Some states and municipalities have taken more aggressive action to combat climate change than the federal government. One common target of these measures is the gas-powered car, which contributes a significant portion of the greenhouse gases emitted every year.
One reader texted VERIFY to ask how gas-powered car bans impact people who already drive gas cars.
Do gas car bans force people to give up their cars?
No, gas car bans don’t force people to give up their cars. A dozen states are banning the sale of all new gas cars over the next 12 years, but that doesn’t impact gas cars already on the road or the ability to drive them.
WHAT WE FOUND
At least a dozen states are adopting versions of a rule that bans the sale of new gas-powered cars by 2035. This law doesn't affect gas cars already on the road, the sale of used gas cars or new registrations of gas cars.
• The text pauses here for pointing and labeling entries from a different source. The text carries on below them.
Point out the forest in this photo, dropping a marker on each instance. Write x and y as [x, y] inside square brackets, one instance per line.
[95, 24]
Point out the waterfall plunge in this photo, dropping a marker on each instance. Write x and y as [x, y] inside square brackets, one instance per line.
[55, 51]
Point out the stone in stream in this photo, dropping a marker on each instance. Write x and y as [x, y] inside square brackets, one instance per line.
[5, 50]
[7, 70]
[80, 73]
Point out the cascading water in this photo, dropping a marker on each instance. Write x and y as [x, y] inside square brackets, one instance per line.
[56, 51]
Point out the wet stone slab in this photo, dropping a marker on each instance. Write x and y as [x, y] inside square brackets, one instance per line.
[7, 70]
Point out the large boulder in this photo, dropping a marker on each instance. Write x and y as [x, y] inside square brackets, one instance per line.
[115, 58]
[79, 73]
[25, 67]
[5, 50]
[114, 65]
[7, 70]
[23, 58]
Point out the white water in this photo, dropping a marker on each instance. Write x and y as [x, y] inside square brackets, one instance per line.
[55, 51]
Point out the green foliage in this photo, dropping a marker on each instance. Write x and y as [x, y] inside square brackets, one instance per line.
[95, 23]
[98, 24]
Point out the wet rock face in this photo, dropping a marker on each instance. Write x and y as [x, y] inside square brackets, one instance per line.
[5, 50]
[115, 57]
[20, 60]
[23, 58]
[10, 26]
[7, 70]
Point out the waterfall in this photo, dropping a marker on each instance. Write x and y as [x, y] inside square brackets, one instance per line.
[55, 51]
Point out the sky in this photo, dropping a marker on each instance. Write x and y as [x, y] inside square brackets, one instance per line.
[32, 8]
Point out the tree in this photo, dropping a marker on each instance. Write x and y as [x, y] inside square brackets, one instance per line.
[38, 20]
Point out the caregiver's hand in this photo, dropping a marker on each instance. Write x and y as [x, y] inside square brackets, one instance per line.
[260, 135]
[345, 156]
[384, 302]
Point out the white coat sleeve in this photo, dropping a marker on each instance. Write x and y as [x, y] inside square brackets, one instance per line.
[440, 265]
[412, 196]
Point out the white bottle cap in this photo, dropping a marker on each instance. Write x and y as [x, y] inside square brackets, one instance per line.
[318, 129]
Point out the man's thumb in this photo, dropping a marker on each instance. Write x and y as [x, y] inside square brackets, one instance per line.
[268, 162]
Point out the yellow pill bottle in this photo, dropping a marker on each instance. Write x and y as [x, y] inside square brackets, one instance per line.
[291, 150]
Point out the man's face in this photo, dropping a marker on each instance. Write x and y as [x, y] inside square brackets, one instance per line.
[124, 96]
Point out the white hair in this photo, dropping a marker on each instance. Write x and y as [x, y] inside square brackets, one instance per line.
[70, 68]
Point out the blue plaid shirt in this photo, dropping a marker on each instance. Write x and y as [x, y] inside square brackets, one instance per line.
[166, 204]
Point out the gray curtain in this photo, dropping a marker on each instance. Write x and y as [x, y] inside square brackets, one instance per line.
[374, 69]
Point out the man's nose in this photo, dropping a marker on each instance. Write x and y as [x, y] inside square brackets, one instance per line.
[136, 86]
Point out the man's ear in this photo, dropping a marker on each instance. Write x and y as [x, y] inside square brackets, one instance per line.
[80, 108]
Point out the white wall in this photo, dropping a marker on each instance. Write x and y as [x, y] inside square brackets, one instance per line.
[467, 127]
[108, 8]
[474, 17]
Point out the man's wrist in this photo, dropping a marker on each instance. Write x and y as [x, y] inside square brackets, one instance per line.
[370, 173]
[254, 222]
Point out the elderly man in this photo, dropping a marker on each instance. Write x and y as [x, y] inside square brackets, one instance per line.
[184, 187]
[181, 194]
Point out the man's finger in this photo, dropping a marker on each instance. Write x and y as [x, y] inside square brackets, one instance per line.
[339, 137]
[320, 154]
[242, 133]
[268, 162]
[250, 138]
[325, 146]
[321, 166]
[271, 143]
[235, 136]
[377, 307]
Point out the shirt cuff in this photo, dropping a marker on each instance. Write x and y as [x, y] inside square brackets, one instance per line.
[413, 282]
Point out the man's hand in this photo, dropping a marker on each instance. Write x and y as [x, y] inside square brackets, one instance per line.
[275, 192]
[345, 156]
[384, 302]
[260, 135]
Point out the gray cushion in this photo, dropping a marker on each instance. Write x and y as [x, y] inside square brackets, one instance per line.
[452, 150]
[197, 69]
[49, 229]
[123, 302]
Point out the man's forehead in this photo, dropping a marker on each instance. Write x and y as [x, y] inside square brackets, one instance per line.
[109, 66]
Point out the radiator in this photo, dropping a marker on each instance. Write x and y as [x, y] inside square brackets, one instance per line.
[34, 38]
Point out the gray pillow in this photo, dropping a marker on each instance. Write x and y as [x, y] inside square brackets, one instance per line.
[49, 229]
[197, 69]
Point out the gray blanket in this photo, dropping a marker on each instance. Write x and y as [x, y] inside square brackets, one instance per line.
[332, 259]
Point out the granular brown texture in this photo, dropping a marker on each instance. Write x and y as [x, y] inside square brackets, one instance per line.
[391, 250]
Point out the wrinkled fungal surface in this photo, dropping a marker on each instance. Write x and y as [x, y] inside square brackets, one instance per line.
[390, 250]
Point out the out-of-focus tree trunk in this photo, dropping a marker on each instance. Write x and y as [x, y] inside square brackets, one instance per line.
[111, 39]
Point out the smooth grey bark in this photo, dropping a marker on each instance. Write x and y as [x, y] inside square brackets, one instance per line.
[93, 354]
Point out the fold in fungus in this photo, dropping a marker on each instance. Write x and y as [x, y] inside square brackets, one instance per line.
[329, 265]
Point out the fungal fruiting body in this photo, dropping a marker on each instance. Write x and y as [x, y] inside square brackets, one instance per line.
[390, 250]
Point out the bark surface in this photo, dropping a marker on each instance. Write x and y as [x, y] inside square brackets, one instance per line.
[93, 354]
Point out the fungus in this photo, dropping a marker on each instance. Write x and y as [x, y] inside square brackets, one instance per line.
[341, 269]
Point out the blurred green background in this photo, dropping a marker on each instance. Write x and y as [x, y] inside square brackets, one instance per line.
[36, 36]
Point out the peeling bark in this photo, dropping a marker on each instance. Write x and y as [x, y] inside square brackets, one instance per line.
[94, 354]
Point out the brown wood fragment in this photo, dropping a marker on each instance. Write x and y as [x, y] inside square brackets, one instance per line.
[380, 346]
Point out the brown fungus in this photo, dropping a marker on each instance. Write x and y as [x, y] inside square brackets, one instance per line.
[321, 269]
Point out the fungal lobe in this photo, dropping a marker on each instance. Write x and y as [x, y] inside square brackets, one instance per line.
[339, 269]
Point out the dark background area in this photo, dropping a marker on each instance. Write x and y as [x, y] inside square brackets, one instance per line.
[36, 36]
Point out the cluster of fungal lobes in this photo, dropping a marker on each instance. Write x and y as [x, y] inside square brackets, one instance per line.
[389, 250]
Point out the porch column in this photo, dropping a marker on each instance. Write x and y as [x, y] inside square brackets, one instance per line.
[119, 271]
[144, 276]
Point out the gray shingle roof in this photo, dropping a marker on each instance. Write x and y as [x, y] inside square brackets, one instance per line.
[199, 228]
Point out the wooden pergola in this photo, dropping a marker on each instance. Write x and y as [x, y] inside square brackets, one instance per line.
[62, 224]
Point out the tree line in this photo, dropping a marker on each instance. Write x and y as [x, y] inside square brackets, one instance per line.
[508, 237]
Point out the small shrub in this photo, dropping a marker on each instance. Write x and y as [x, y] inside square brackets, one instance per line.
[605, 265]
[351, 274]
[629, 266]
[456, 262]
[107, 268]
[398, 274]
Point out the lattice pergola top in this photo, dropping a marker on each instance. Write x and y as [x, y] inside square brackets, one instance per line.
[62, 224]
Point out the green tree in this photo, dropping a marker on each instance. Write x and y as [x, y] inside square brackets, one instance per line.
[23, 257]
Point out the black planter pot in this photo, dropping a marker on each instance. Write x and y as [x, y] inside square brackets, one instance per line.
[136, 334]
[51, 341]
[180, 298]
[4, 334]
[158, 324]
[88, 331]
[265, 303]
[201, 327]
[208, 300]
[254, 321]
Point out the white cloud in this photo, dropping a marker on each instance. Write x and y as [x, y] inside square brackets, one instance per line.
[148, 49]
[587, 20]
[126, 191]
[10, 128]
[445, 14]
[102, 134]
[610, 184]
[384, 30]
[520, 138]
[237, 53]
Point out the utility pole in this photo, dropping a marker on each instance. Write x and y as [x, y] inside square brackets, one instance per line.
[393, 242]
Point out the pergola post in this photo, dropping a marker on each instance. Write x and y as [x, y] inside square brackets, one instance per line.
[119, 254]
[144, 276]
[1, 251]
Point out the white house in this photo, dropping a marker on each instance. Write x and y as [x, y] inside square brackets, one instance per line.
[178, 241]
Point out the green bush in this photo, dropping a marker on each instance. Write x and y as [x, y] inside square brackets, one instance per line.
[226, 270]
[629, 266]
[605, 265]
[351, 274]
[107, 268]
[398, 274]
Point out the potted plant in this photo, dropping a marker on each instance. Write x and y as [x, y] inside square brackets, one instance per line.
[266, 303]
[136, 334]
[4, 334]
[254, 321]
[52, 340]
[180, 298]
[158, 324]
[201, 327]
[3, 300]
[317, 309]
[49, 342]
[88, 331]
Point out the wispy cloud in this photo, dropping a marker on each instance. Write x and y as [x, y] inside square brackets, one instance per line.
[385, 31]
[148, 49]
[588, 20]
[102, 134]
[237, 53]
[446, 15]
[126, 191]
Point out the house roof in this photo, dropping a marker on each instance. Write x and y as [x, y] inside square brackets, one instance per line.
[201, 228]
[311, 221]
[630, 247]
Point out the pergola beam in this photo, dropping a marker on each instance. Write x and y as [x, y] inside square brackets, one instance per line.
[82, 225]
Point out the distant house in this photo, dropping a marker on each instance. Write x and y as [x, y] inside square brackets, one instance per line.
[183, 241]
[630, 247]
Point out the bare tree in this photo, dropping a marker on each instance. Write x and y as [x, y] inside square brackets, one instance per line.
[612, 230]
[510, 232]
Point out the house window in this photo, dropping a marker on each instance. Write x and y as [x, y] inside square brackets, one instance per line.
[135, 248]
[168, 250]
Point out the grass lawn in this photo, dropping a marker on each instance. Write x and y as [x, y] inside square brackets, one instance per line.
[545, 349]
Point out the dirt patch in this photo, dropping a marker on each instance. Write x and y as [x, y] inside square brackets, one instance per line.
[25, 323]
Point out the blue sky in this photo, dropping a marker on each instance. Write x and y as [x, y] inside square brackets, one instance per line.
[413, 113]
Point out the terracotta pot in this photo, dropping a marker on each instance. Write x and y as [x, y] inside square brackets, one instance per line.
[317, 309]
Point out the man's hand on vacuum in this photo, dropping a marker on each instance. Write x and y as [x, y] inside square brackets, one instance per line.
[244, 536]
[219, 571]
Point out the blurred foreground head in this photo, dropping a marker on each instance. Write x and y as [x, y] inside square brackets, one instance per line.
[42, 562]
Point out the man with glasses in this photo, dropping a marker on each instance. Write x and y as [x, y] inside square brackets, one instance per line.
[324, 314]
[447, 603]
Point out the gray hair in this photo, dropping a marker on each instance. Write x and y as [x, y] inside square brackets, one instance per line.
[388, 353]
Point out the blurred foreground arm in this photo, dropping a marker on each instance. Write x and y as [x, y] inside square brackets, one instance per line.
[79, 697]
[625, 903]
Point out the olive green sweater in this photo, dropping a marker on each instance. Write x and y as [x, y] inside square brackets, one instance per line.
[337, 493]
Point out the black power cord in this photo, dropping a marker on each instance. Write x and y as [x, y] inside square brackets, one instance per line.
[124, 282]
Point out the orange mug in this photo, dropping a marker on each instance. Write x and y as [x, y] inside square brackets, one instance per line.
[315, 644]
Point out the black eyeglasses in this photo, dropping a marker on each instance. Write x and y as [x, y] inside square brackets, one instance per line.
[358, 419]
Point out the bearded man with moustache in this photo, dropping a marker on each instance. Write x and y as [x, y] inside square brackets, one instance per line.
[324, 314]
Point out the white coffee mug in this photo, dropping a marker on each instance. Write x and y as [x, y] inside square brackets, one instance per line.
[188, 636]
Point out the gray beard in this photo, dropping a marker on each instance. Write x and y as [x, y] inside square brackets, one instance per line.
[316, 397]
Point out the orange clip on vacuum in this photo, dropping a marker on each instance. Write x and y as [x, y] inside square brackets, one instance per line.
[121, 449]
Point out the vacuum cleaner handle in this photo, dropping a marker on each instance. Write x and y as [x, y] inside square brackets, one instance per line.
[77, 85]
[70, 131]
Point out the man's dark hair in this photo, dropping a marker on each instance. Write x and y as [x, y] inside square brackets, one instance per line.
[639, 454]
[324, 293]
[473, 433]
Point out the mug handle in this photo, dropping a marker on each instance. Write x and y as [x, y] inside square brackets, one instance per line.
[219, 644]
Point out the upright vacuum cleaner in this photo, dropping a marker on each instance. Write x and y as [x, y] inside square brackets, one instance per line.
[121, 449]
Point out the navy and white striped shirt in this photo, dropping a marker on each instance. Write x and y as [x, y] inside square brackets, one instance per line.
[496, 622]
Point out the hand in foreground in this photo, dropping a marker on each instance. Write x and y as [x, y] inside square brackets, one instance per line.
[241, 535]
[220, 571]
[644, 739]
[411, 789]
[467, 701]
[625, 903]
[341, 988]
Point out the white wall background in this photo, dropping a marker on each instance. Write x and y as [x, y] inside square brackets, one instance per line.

The ban, called the Advanced Clean Cars II rule, requires carmakers to increase the percentage of their car sales that are “zero emissions” over the next decade, the California Air Resources Board (CARB) says. The rule says that by 2026, 35% of new cars sold must be zero-emission and by 2035 that number must be 100%. Zero-emission vehicles include plug-in hybrid, full battery-electric and hydrogen fuel cell vehicles.
CARB, which wrote the regulation, says it applies to automakers and only covers new vehicles. It does not apply to car dealers and does not impact existing gas cars already on the road, “which will still be legal to own and drive.” According to the Rhode Island Department of Environmental Management, used car sales will not be affected, either, and the state’s department of motor vehicles will continue registering gas-powered cars.
The states that have adopted or are in the process of adopting this rule as of May 12, 2023, are California, New York, Oregon, Washington, Vermont, Virginia, Rhode Island, New Jersey, Massachusetts, Connecticut, Delaware and Maryland.
All 12 states are adopting the same rules that restrict new vehicle sales without banning individual ownership of gas cars. No state can make the rule more restrictive unless California does it first.
The Clean Air Act forbids all states, except California, from adopting their own emissions standards for new cars. California may apply for a waiver to create its own standards from the Environmental Protection Agency (EPA), which the EPA says is usually granted.
Once California has adopted new standards, other states are allowed to adopt those same rules either wholly or partially. One example of a state that has only partially adopted California’s rules is Colorado. Colorado is adopting California’s new standards up until 2032, when 80% of new cars sold are required to be zero-emission.